Subject: I have found a CD that I think you would enjoy
|Brian Ferneyhough, Jurjen Hempel, Andreas Fischer|
Brian Ferneyhough: Shadowtime
Ferneyhough's "thought opera" entertains and provokes
R. Hutchinson | a world ruled by fossil fuels and fossil minds | 07/04/2007
(4 out of 5 stars)
"It's been something like a year now that I've been listening to SHADOWTIME. Though the lyrics are virtually incomprehensible, and though, like most avant "operas" it is wildly over-ambitious, I find that it works on multiple levels, including low comedy, and I really enjoy listening to it. It seems to me that operas in general, whether avant or traditional, lose something essential when captured in audio only.
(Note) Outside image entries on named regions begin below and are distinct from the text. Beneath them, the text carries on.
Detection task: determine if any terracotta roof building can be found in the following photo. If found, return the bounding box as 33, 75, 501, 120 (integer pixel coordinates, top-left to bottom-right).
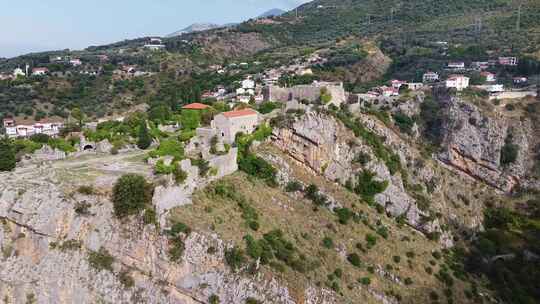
182, 102, 210, 110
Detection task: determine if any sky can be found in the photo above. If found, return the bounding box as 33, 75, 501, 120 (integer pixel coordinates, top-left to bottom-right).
0, 0, 308, 58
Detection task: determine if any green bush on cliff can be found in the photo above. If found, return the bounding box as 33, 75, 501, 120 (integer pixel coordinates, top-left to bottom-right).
112, 174, 153, 218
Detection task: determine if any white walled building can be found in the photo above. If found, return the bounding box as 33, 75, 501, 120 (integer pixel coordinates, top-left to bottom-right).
446, 75, 470, 91
211, 109, 259, 144
422, 72, 439, 82
4, 119, 64, 138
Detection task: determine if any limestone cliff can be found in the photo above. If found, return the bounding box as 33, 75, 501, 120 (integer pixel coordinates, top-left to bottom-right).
0, 155, 329, 304
439, 98, 533, 192
273, 112, 423, 226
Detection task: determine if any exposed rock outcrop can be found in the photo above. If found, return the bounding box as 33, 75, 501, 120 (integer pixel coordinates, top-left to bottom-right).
439, 98, 532, 192
273, 112, 423, 226
0, 165, 334, 304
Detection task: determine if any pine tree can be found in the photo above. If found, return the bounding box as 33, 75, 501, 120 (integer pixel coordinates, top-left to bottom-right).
137, 120, 152, 150
0, 138, 17, 171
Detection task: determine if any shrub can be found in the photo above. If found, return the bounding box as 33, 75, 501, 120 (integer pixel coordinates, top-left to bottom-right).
225, 247, 246, 271
118, 271, 135, 288
88, 247, 114, 271
171, 222, 191, 237
347, 253, 362, 267
0, 139, 17, 171
377, 226, 388, 239
137, 120, 152, 150
358, 277, 371, 286
500, 134, 519, 166
112, 174, 153, 218
322, 236, 334, 249
208, 294, 220, 304
354, 170, 388, 203
366, 233, 377, 248
77, 186, 95, 195
143, 208, 157, 225
246, 297, 262, 304
353, 152, 371, 166
173, 163, 188, 184
394, 113, 414, 134
74, 202, 91, 215
168, 236, 186, 262
285, 181, 303, 192
334, 208, 354, 225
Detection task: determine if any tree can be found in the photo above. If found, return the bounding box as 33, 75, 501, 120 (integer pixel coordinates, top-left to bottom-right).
137, 120, 152, 150
71, 108, 84, 127
0, 138, 17, 171
112, 174, 152, 218
180, 110, 201, 130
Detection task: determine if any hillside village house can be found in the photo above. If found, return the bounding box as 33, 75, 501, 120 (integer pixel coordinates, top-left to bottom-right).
211, 109, 259, 144
3, 118, 64, 138
32, 68, 49, 76
13, 68, 26, 78
512, 77, 529, 84
480, 72, 497, 82
448, 61, 465, 70
446, 75, 470, 91
182, 102, 210, 110
422, 72, 439, 82
69, 59, 82, 67
499, 57, 517, 66
471, 61, 489, 71
390, 79, 407, 90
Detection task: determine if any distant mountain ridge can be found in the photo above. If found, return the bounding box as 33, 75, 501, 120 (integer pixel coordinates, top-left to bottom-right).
258, 8, 287, 18
166, 23, 222, 37
166, 8, 286, 38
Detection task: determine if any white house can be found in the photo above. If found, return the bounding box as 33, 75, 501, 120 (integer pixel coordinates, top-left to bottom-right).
390, 79, 407, 90
448, 61, 465, 70
4, 119, 64, 138
144, 44, 165, 51
512, 77, 528, 84
480, 72, 497, 82
32, 68, 49, 76
446, 75, 470, 91
211, 109, 259, 144
69, 59, 82, 66
422, 72, 439, 82
407, 82, 424, 91
499, 57, 517, 66
380, 86, 399, 97
13, 68, 26, 78
242, 78, 255, 90
486, 84, 504, 93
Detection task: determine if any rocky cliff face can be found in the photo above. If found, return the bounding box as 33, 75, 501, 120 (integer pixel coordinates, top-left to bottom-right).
0, 156, 330, 304
439, 98, 532, 192
273, 112, 423, 226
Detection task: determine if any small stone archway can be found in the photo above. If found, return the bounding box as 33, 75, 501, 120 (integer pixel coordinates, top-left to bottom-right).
83, 143, 96, 151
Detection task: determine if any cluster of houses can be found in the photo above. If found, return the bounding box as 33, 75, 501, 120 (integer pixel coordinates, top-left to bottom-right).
182, 103, 261, 144
3, 118, 64, 138
143, 38, 165, 51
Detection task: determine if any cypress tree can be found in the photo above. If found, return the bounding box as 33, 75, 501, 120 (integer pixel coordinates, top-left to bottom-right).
137, 120, 152, 150
0, 138, 17, 171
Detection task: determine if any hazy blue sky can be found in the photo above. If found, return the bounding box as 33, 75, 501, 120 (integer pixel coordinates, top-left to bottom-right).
0, 0, 308, 57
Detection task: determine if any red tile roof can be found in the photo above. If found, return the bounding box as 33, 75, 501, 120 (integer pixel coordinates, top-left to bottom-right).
182, 102, 209, 110
222, 109, 258, 118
Hence, of course, the trend toward placing them on DVD's instead. If SHADOWTIME ever makes it onto DVD, we can look forward to seeing the 2-headed Karl Marx/Groucho Marx dog Kerberus, which if I remember my Greek mythology, is the canine guardian of Hades -- among other visual delights!
Who was Walter Benjamin (1892-1940)? A sociological and cultural critic, born to a wealthy Jewish family, Benjamin represented in his writings a unique, one might say mystical, synthesis of Marxism and Jewish mysticism. Bertolt Brecht, Georg Lukacs and Gershom Scholem were friends of his, representing these two strands. His most famous work is probably the essay "The Work of Art in the Age of Mechanical Reproduction," and he was loosely affiliated with the Frankfurt School through Theodor Adorno. Benjamin was either killed or more likely committed suicide at the Spanish border while attempting to belatedly flee Nazi Germany.
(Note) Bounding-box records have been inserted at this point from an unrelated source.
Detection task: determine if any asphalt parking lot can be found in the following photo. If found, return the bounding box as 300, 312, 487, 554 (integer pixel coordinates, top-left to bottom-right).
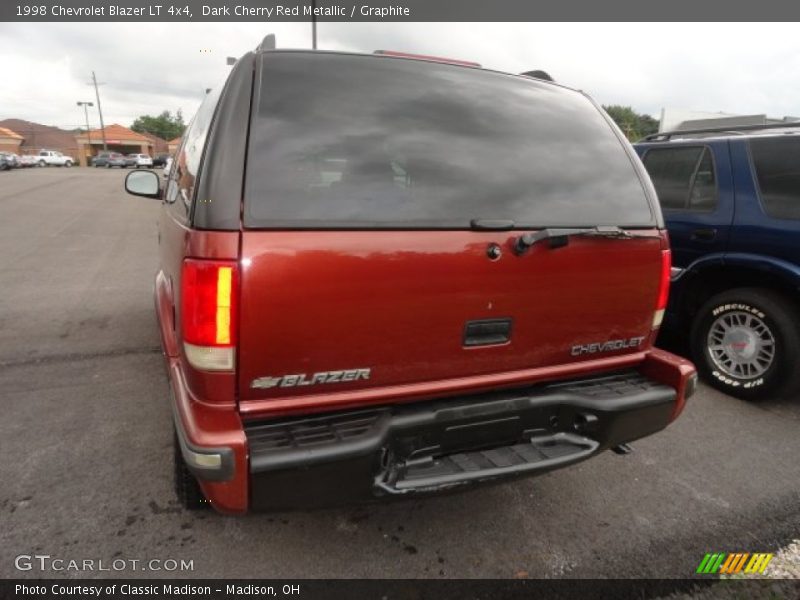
0, 168, 800, 578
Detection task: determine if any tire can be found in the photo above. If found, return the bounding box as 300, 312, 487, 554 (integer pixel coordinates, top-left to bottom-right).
172, 433, 209, 510
691, 288, 800, 400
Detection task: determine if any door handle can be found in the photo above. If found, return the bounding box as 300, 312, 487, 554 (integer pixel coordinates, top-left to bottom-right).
692, 229, 717, 242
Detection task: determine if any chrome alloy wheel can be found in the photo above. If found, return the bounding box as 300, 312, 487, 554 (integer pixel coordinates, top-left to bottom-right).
707, 311, 775, 379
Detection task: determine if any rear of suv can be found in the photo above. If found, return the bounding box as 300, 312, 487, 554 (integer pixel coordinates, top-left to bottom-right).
126, 43, 695, 513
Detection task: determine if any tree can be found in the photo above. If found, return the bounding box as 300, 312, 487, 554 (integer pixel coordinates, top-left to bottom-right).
603, 104, 658, 142
131, 108, 186, 141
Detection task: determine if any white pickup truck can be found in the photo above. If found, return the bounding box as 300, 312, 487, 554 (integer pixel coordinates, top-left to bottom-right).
36, 150, 73, 167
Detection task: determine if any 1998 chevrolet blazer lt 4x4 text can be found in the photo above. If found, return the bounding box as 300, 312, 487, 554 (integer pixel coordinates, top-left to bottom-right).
126, 39, 696, 513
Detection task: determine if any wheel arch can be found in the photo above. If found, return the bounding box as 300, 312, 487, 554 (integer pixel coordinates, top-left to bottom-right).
674, 253, 800, 319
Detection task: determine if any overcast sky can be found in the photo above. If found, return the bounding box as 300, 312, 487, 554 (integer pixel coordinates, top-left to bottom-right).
0, 23, 800, 129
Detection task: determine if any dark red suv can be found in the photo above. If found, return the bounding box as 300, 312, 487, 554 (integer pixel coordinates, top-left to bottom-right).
126, 42, 696, 513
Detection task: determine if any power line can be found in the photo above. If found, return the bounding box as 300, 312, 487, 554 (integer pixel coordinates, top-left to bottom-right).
87, 71, 108, 150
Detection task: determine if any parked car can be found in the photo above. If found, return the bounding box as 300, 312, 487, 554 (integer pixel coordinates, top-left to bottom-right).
125, 154, 153, 169
126, 44, 696, 513
36, 150, 73, 167
0, 152, 20, 169
19, 154, 38, 168
92, 151, 114, 167
636, 123, 800, 399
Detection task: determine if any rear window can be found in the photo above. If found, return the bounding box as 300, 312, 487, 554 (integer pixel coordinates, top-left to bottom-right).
244, 52, 654, 228
750, 136, 800, 219
644, 146, 717, 212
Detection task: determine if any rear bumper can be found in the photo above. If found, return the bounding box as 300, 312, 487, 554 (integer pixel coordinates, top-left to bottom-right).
244, 351, 696, 510
168, 349, 697, 513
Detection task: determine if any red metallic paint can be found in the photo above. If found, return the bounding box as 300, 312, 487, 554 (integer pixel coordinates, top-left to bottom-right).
238, 230, 662, 414
168, 359, 249, 514
155, 199, 694, 514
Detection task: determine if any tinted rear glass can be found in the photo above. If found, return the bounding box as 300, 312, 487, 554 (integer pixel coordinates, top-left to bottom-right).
750, 136, 800, 219
245, 52, 654, 228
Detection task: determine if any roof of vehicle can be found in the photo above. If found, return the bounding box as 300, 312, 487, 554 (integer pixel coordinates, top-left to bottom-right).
256, 48, 572, 94
637, 121, 800, 144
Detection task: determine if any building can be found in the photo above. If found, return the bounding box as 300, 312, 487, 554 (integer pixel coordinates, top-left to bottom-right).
0, 127, 23, 154
0, 119, 78, 159
75, 123, 163, 167
142, 132, 169, 156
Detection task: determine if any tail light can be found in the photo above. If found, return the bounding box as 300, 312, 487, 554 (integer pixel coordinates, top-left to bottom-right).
653, 250, 672, 329
181, 258, 238, 371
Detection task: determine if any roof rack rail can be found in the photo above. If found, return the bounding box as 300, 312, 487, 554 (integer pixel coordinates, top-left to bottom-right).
373, 50, 481, 67
520, 69, 555, 82
256, 33, 282, 52
639, 121, 800, 142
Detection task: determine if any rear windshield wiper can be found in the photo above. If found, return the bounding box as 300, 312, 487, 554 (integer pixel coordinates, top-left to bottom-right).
514, 225, 638, 254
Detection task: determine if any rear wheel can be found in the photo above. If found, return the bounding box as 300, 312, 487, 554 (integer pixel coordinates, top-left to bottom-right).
691, 288, 800, 400
172, 433, 209, 510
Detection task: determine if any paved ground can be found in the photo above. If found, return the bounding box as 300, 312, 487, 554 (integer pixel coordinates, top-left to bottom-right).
0, 168, 800, 578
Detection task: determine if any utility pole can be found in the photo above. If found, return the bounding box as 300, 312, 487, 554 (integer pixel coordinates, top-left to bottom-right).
89, 71, 108, 150
311, 0, 317, 50
78, 101, 94, 166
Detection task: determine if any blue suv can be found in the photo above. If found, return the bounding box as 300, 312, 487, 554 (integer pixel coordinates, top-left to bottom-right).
634, 123, 800, 399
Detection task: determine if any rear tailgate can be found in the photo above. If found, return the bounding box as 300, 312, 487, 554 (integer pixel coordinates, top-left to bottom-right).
237, 52, 664, 412
239, 231, 661, 401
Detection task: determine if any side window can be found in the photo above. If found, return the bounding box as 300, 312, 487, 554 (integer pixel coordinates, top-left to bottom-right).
750, 136, 800, 219
644, 146, 717, 212
165, 85, 223, 215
Ferneyhough explains that he selected Benjamin for the subject of his first and only opera because he was neither hero, like Orpheus, nor anti-hero, like Wozzeck, but something more complex. Says Ferneyhough, "The image of a coherent whole is no longer accessible to us, because mediators and power itself have reduced it to tiny fragments." SHADOWTIME is composed mainly of small fragments and short movements. Scene Three: "The Doctrine of Similarity" features beautiful vocals. Scene Five: "Pools of Darkness (11 Interrogations)" includes the 2-headed dog and other absurdities such as the Baal Shem Tov (the legendary leader of the Hasidim) disguised as a vampire!?! Einstein asks "What time is it now?"
Given the dire subject matter -- the events leading to the death of Benjamin are the subject of Scene 1 of Seven Tableaux, and the rest of the opera follows his descent into the underworld through a portal that resembles a Las Vegas nightclub to confront the Angel of History -- Ferneyhough has written for the Nieuw Ensemble and the Neue Vocalsolisten Stuttgart with an incredibly light touch, both light in terms of texture, and light in terms of emotional tone. SHADOWTIME is more intellectual than emotional, but it does have an unmistakable streak of humor running through it, and though ultimately it is a tragedy, it maintains a tragicomic balance throughout.
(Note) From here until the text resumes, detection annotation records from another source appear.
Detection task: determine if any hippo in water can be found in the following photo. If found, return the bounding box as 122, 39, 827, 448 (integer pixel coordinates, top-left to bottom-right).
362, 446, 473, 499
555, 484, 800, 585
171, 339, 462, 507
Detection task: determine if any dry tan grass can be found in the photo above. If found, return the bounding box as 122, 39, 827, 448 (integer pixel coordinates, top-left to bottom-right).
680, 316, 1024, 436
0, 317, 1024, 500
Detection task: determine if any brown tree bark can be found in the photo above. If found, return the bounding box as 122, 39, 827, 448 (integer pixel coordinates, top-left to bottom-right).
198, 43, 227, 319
SHADOWTIME was recorded in July, 2005 at the London Coliseum, and had its U.S. premiere later that month at the Lincoln Center. (The world premiere was in Munich in May of 2004.) It was met, at least in the Anglo world, with a diffident response from the audience and the critics, and who could be surprised? There is not a single passionate aria to be found. Clearly this is a work for the intellectual set, and clearly you are "in that number" or you wouldn't be reading about Brian Ferneyhough recordings!
Central to the drama is the Angelus Novus, the Angel of History, a concept which Benjamin deployed, based originally on a Paul Klee painting. In the better-known Durer painting, an angel flies, and as it looks back it sees the wreckage of history piling up behind it. The second tableaux of SHADOWTIME is called "The Rustling of the Wings of Gabriel," and features solo guitar and thirteen players. Gabriel is the angel of Messianic time. At the end of Benjamin's journey, he confronts the Angel of History in the Seventh Tableaux, "Stelae for Failed Time." One lyric is "I back away/helpless, my/eyes fixed./This is my task:/to imagine no wholes/from all that has been smashed." Benjamin desired a radical break from historical time into "now time" (jetztzeit) -- and who doesn't? -- but SHADOWTIME does not end with that realization, rather something more ambiguous.
I'm afraid I have only scratched the surface, but a review can only contain so much. There is much more information in NMC's liner notes booklet, and the entire libretto, much of which is never actually heard in the opera, by American poet, editor and English professor Charles Bernstein, is available in its entirety as a book, from Green Integer Books.
Among the factors that propelled me finally to write a review of SHADOWTIME was my visit over Memorial Day weekend to the U.S. Holocaust Memorial Museum in Washington D.C. Part of what makes Ferneyhough's work so compelling is that it grapples, albeit in a very abstract way, with some of the most profound existential questions that still confront us from the recent, 20th century, past. While it maintains a light tone, it is also as serious as it can be, both in terms of its content and its complex form.